The PCGG claims to have recovered $4 billion in cash and assets, about half the estimated loot.
However, the PCGG has been losing the court battles in more than 200 cases it filed against the Marcos heirs and cronies. Bautista attributes this losing streak to two factors: 1) the cases “were weak from the very start,” and 2) “our justice system is flawed.”
An added factor, Bautista laments, is that the Marcos heirs are “back in power” and they “have the resources to go head-to-head with us in respect to litigation.” What compounds Bautista’s anguish is that, in all probability, the resources that the Marcoses use is the purloined wealth the PCGG has failed to recover.
(Imelda is now congresswoman of Ilocos Norte, daughter Imee is governor of the province. And son Ferdinand “Bongbong” Jr. is a senator who makes no bones about his ambition to become president.)
Although Bautista has assured that the hunt for the remaining ill-gotten wealth should continue, he has also said that the PCGG remains “open to a compromise agreement with the Marcos family.”
This is a dismaying proposition, to say the least. Any compromise agreement — conditioned on the dropping of all cases against the Marcoses, as Imelda has insisted — would not only be a financial and political loss to the government.
A compromise agreement would mean the Marcoses win on two counts: they would go scot-free and they would retain a big chunk of the wealth that must be returned to the people, from whom it was stolen.
Most painfully, a compromise settlement would be a brazen insult to the Filipino people who struggled hard and sacrificed thousands of lives — mostly in the underground struggle — against the Marcos dictatorship until its overthrow in February 1986.
The fact is that, throughout a succession of presidents who either encouraged or tolerated it, the PCGG has attempted to forge compromise agreements with the Marcoses:
• On Dec. 28, 1993 the PCGG proposed to split some $400 million in ill-gotten wealth, 75-25%, in favor of the government. The Supreme Court declared the agreement invalid on Dec. 9, 1998.
• On Sept. 13, 1995 the PCGG, along with the American lawyer Robert Swift who represented the plaintiffs in the class-action suit already won against Marcos in a US district court, entered into an agreement for a $100-million settlement in exchange for dropping the suit. President Ramos was deterred from approving it because the plaintiffs belonging to Selda condemned the agreement as illegal and immoral.
• On February 25, 1999 President Estrada’s administration tried to forge another 75-25 sharing agreement among the government, Imelda and Swift. The agreement was aborted because of strong popular opposition to it, along with Estrada’s proposal to bury Marcos at the Libingan ng mga Bayani.
• Under the Arroyo government, the PCGG again attempted but failed, due to public opposition, to enter into a compromise agreement with Imelda.
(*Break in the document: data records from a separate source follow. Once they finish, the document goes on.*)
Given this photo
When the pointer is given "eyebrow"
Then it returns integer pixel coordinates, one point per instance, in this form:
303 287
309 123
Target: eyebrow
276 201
To my mind, the root cause of the problem has been the failure of every administration — from Cory’s to her son, P-Noy’s — to assert the political will to go hammer-and-tongs after the Marcoses.
Ironically it was Cory, towards the end of her six-year term, who first allowed the dictator’s heirs and cronies to return to the Philippines in 1991. Ramos, who succeeded her, sustained that initiative.
Cory allowed the Marcoses to come back purportedly as a gesture towards national reconciliation. But hadn’t she declared that national reconciliation must be based on justice? Until lately, P-Noy was still repeating the same line — without any clear positive action — that justice must be attained for those who suffered under the Marcos dictatorship.
Bongbong, in a recent interview by American journalist Jackie Dent, gleefully narrates that when he arrived at the NAIA he felt so welcomed that he called Imelda by phone and told her:
“Mom, it’s time to come home. We will walk the streets. Nobody is going to hurt us.” And sure enough, he added, “when she came home, people were out in the streets cheering her.”
Imelda ran unsuccessfully for president against Ramos and others in 1992. After that she ran and won a congressional seat for Leyte, her home province (today she claims Ilocos Norte as her province). Her children followed suit thereafter and won. With unalloyed hubris, Bongbong gloats:
“If people believed that the family deserved to be punished and jailed, various members of the clan would not keep getting voted back into office.”
How sad that, for lack of political will at the very top, the avowed quest for justice has turned this way.